Да, Кмитичу поверили, но доступ к южному редуту для него был теперь закрыт. Об этом позаботился даже не генерал, а Заглоба, пользуясь своей неограниченной властью в лагере Мюллера. Этот странный своими антихристскими замашками ротмистр, вероятно, что-то заподозрил и велел не пускать на редут литвинского полковника. Правда, согласно рекомендации Кмитича пушка молчала два дня, ее тщательно прочищали, но 20 декабря это орудие вновь возобновило обстрел южной стены, нанеся значительный урон в этом месте. Об этом на следующий день сообщил Михал в записке, которую вновь передал чешский солдат Владислав. Чех, как обычно широко улыбаясь, уж как-то слишком панибратски обращался к оршанскому князю, говоря ему по-польски:

— Hej, Szweda! Ci list

Владислав, неизменно называя Кмитича шведом (не то в шутку, не то всерьез), протягивал в ладони сложенный бумажный квадратик. Кмитич сурово взглянул на чеха, намекая, что здесь не до шуточек, развернул записку. Прочел: «Спасибо за поздравление с Рождеством. К сожалению, три драгоценных кубка у меня разбились. Как здоровье в вашей семье?» — писал Михал. Несвижский князь не мог полностью доверять чеху, поэтому старался писать так, чтобы понимал один лишь Кмитич или же чтобы вообще никто ничего не заподозрил, найдя эту записку. Ну, а оршанский полковник понял все — «Спасибо за пушку. Но у нас уже убило трех человек. Напиши, как обстоят дела с ликвидацией второго орудия». Что мог ответить Кмитич? «Проклятый Заглоба!» — ругался он. Но 22 декабря Бог услышал молитвы Кмитича: в лагерь после очередной атаки принесли бездыханное тело ротмистра. Два польских солдата принесли его на носилках и положили недалеко от шатра Мюллера. На теле Заг-лобы насчитали три пулевых ранения: одна пуля вошла в плечо, вторая пуля угодила в левый бок, а третья — в спину, прямо между лопаток. Эта третья пуля, по всей вероятности, и стала смертельной, ибо две другие пули, похоже, лишь ранили этого мерзавца. Кмитич понял, что в опостылевшего жестокого командира стрельнул кто-то из своих. Польские солдаты лишь мрачно усмехались в усы, глядя, как негодует Мюллер. В тот же день вечером Кмитич передал через Владислава ответ Михалу: «В Со-чельник, когда сядет солнце, Святой Николай в чулке принесет подарки даже плохим детям». Сие означало, что вечером 24 декабря рванет и вторая пушка. По меньшей мере, Кмитич на это очень надеялся. А про чулок он нисколько не соврал: насыпал пороха в два длинных чулка, спрятал их в полах длинного плаща и отправился «осматривать орудие», до этого на всякий случай предупредив Мюллера:

— Знаете, господин генерал, что пан Заглоба, царство ему небесное, меня не пускал на южный редут? Я и понятия не имею, в каком там состоянии пушка. Мою рекомендацию Заглоба исполнил лишь наполовину…

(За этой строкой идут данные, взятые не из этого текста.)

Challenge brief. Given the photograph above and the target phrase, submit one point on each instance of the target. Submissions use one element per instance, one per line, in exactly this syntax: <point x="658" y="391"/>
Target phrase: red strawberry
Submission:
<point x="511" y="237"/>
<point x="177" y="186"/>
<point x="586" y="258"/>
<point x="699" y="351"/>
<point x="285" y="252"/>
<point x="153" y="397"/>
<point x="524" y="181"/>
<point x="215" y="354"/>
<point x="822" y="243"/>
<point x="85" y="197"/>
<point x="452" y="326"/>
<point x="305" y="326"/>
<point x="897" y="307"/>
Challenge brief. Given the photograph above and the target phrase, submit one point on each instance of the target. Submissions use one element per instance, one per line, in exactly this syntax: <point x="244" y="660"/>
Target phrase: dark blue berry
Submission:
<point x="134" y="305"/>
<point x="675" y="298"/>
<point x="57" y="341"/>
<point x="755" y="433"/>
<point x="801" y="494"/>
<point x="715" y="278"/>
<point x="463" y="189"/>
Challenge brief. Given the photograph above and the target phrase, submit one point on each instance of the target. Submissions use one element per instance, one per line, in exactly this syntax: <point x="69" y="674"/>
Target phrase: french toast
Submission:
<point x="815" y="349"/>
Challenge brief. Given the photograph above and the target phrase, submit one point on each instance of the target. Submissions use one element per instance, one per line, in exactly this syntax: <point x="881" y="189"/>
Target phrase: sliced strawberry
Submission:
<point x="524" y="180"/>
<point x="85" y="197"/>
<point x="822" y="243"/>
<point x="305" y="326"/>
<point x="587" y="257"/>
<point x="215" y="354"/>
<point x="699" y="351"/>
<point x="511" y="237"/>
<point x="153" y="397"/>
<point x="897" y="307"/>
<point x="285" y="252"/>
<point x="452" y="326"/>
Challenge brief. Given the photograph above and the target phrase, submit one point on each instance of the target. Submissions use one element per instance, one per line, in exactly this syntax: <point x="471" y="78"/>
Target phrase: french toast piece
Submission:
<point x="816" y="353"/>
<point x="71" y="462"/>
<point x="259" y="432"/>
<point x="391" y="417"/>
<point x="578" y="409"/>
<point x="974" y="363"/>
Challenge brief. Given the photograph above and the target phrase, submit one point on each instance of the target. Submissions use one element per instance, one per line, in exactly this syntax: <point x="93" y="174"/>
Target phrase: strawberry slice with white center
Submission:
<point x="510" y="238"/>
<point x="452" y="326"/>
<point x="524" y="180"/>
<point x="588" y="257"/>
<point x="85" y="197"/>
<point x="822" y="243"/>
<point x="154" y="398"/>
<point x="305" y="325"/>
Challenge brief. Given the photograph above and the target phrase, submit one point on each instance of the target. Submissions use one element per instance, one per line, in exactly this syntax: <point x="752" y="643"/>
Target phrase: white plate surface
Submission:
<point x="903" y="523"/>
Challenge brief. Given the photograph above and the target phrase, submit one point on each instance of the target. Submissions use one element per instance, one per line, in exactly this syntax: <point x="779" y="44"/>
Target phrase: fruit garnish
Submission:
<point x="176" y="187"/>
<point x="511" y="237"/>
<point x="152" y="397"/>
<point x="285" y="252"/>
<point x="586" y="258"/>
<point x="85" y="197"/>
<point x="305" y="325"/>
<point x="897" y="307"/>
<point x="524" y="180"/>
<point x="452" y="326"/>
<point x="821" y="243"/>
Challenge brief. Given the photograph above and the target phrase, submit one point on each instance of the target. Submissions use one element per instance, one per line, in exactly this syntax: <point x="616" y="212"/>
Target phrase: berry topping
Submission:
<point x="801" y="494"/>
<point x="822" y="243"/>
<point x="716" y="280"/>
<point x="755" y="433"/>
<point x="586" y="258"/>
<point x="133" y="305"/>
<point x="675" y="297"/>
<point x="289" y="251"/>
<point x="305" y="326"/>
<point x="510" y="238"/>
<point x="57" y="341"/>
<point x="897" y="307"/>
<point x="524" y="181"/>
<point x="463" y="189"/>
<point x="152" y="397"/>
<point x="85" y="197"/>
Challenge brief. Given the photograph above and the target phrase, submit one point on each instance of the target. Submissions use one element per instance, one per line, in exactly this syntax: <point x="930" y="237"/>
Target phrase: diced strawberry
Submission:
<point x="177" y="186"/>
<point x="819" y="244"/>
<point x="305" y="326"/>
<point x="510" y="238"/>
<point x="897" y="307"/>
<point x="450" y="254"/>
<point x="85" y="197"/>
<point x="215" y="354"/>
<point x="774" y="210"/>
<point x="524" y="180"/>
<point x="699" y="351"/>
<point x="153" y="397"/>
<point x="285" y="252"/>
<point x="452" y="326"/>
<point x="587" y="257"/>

Мюллер ничего не ответил. Кмитич прекрасно понимал, что если его план сработает, то нужно будет срочно уносить ноги из лагеря в один из потаенных ходов крепости. Глупо было рассчитывать на то, что его, Кмитича, не арестуют после второго взрыва. «Не такой уж дурак этот Мюллер», — думал Кмитич. Поэтому в монастырь вместе с чешским солдатом ушла и такая записка: «Ждите у южной двери».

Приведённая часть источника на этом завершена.